For more information about scheduling pods, see Advanced Scheduling in Kubernetes on the Kubernetes Blog.
If an AZ goes down, PersistentVolumes (PVs) and their data also go down and cannot be automatically re-attached. To preserve your PV data in the event of a fallen AZ, your persistent workload needs to have a failover mechanism in place.
Depending on the underlying storage type, PVs are either completely free of zonal information or can have multiple AZ labels attached. Both options enable a PV to travel between AZs.
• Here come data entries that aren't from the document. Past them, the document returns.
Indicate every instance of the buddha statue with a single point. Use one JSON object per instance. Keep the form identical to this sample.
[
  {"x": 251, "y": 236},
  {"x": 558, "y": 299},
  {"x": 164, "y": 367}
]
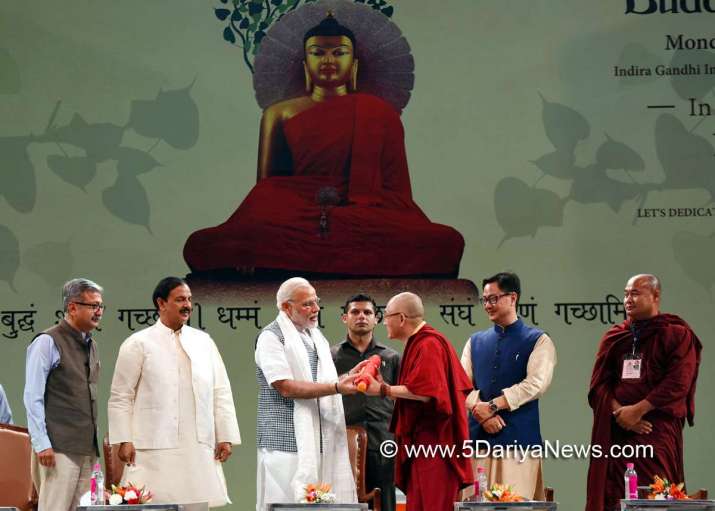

To ensure the uptime of your PVs during a cluster upgrade, VMware recommends that you have at least two nodes per AZ. By configuring your workload as suggested, Kubernetes reschedules pods in the other node of the same AZ while BOSH is performing the upgrade.
For information about configuring PVs in Tanzu Kubernetes Grid Integrated Edition, see Configuring and Using PersistentVolumes.
For information about the supported storage topologies for Tanzu Kubernetes Grid Integrated Edition on vSphere, see PersistentVolume Storage Options on vSphere.